Horace Waller (1833–1896) was an English anti-slavery activist, missionary and clergyman. He was known as a writer on Africa, evangelical Christian, close associate of David Livingstone and others involved in central and east African mission and exploration work, and advocate of British imperial expansion.
Born in London, Waller was educated under Dr. Wadham at Brook Green. He was for some time in business, in London,[1] as a stockbroker.[2]
With the Universities' Mission to Central Africa (UMCA), Waller went out in 1861 to the regions recently visited by David Livingstone and Sir John Kirk. For a period he worked with Charles Frederick Mackenzie, bishop of Central Africa, and was associated with Livingstone in the Zambesi River and Shire Highlands districts.[1]
Returning to England after the death of Mackenzie in 1862, Waller was in 1867 ordained by the bishop of Rochester to the curacy of St. John, Chatham; in 1870 he moved to the vicarage of Leytonstone, Essex, and in 1874 to the rectory of Twywell, near Thrapston, Northamptonshire, which he resigned in 1895.[1]
Opposition to the slave trade was one of the main objects of Waller's life. In 1867 he attended the British and Foreign Anti-Slavery Society's conference in Paris, and in 1870 he became a member of the committee of the Anti-Slavery Society. In 1871 the House of Commons appointed a committee to investigate the East African slave trade; Waller and Edmund Murge pushed it to recommend Sir John Kirk as permanent political agent at Zanzibar.

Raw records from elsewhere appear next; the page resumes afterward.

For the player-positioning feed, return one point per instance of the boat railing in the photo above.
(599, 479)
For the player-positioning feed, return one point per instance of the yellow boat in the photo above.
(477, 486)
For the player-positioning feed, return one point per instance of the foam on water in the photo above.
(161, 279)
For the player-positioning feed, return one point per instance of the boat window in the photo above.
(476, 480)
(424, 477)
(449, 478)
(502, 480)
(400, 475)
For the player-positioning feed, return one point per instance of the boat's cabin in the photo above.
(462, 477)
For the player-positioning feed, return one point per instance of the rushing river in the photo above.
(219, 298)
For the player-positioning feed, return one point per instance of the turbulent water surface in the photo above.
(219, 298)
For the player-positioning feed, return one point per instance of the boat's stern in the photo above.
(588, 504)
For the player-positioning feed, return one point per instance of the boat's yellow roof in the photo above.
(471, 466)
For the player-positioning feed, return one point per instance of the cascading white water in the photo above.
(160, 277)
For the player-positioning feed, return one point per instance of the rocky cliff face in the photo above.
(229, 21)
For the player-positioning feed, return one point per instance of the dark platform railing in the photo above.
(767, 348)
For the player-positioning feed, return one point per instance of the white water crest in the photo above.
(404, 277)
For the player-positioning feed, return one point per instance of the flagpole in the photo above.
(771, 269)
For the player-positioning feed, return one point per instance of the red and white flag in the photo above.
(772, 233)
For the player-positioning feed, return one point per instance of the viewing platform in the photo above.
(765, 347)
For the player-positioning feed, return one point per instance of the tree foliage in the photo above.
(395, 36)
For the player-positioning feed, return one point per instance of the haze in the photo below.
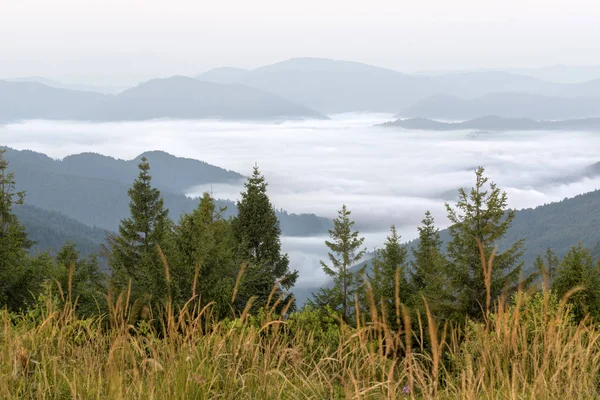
(126, 41)
(314, 166)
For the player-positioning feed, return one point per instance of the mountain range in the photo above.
(507, 105)
(302, 88)
(332, 86)
(495, 123)
(176, 98)
(92, 189)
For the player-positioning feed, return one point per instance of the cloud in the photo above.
(385, 176)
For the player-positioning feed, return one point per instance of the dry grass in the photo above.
(529, 349)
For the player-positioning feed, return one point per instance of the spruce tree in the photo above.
(257, 233)
(14, 244)
(133, 253)
(345, 252)
(547, 265)
(389, 262)
(577, 269)
(428, 275)
(204, 254)
(87, 281)
(480, 215)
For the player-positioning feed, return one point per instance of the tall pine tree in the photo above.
(345, 252)
(257, 234)
(204, 256)
(577, 269)
(428, 275)
(133, 253)
(389, 264)
(480, 215)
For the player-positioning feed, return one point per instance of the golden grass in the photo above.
(531, 350)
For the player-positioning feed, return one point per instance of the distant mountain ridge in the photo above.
(95, 193)
(50, 230)
(333, 86)
(181, 97)
(495, 123)
(175, 98)
(506, 105)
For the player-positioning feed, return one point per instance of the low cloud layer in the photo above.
(385, 176)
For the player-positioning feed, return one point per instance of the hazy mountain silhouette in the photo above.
(495, 123)
(50, 230)
(175, 97)
(29, 100)
(331, 86)
(92, 189)
(104, 89)
(187, 98)
(584, 89)
(480, 83)
(508, 105)
(562, 73)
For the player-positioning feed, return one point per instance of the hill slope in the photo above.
(331, 86)
(187, 98)
(480, 83)
(50, 230)
(223, 75)
(507, 105)
(494, 123)
(29, 100)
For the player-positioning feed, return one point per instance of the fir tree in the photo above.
(257, 234)
(345, 252)
(14, 244)
(133, 253)
(388, 264)
(204, 256)
(428, 275)
(577, 269)
(480, 216)
(87, 288)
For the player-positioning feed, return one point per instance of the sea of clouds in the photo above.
(385, 176)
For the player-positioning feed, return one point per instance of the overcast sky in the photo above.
(139, 38)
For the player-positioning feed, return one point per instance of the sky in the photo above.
(124, 41)
(384, 176)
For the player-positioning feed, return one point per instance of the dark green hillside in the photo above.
(92, 189)
(50, 230)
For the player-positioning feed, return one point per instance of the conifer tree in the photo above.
(204, 256)
(389, 262)
(480, 215)
(547, 266)
(257, 233)
(345, 252)
(86, 280)
(14, 244)
(577, 269)
(133, 253)
(428, 275)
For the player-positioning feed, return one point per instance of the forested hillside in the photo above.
(92, 188)
(50, 230)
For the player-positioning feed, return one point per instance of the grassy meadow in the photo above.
(527, 348)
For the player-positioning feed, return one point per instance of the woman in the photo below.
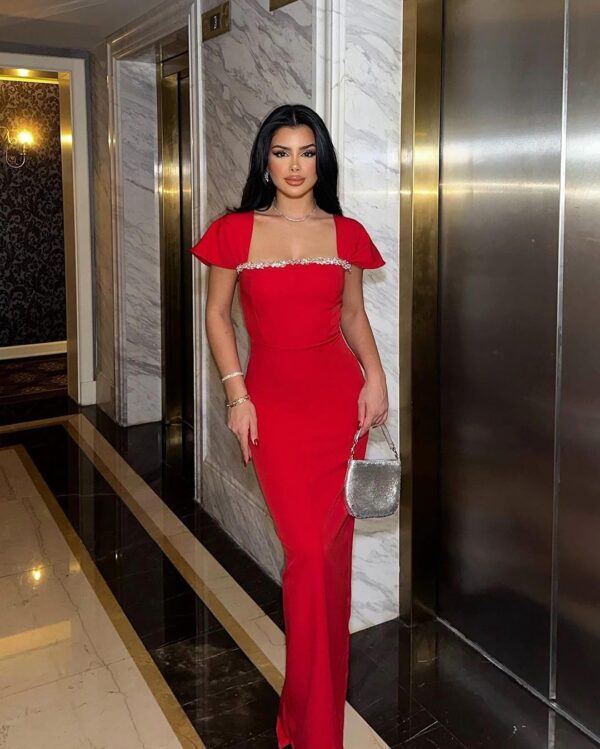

Ultimately a treaty between the Sultan of Zanzibar and Great Britain declared the slave trade by sea to be illegal.[1]
Waller was on good terms with General Charles George Gordon. Hewas elected a fellow of the Royal Geographical Society in 1864, died at East Liss, Hampshire, on 22 February 1896, and was buried at Milland church on 26 February.[1]
After Henry Morton Stanley succeeded in discovering Livingstone in Africa, Livingstone's journals were given to Waller for publication. They were issued in two volumes in 1874, as The Last Journals of David Livingstone in Central Africa, from 1865 until his death.[1] By omission, the image projected was of Livingstone as saintly; and the editorial line was that of anti-slavery.[3] Waller's edition of the journals has been called "well-intentioned but unduly reverent".[4] In 1891 Sir Harry Johnston criticised Waller for his lack of interest in other sides of Livingstone's work and papers.[5]